Friday, November 22, 2013

Bitter Leaf Litter

"The word shelter was still in my head. I had to feel it shrivel."

     I, the story, alone survived. I'll tell my own tale, damn it. Not that you or anyone else of your kind could, or has, or ever will be able to do. It's just that I know you. I am you. I am all of you, and all of you together, just barely, might someday make up most of me. I'm not boasting, simply stating the truth: there was so much of me in all of the you that already haven't survived, I can't be sure now what aspects will be left complete by the time any little one of you gets around to meeting me.
     Let me give you an example, give you shelter. As that fine, precolonial word floats around now, you'd think the etymology was in question. Now etymology is only a confined, peculiar form for me. In it, you start with the ending, well-known and to most folks uninteresting, then reweave the history backward to the oldest extinct language you believe, with any common conviction, existed. That's the story, a rarefied form of an origin story and just as typically false. So from where, in my etymological sense, did shelter come? Look at this:
     "shelter (n.)
1580s, 'structure affording protection,' possibly an alteration of Middle English sheltron, sheldtrume 'roof or wall formed by locked shields,'from Old English scyldtruma, from scield 'shield' (see shield (n.)) + truma 'troop,' related to Old English trum 'firm, strong' (see trim). If so, the original notion is of a compact body of men protected by interlocking shields. OED finds this 'untenable' and proposed derivation from shield + -ture
."
     There's another version of me in the etymology of "untenable," but leave that be. Of interest here is not the pedantic divergence but the narrative convergence. Shield! Even the OED, arbiter of English etymology, agrees that shelter derived from shield. Think about that behind your mantled brows a moment.

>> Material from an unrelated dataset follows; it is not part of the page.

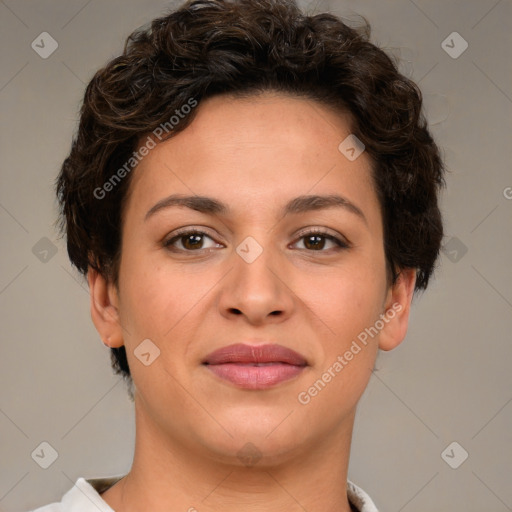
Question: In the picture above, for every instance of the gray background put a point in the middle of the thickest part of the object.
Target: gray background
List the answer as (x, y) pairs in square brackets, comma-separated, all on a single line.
[(449, 381)]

Can you easily conceive of a less sheltering feeling, for an animal, than the situation requiring cowering under a disk of shield? Weapons of maiming and death are raining blows upon you as you hold up your reinforced frame of cowhide or dented alloy and pray to supernatural beings (of my own invention, thank you very much) that, by some freak of probabilistic coincidence you will later call a miracle, your shield holds?
     That, dear users of language, is all your shelter. Don't get me started on your storyteller.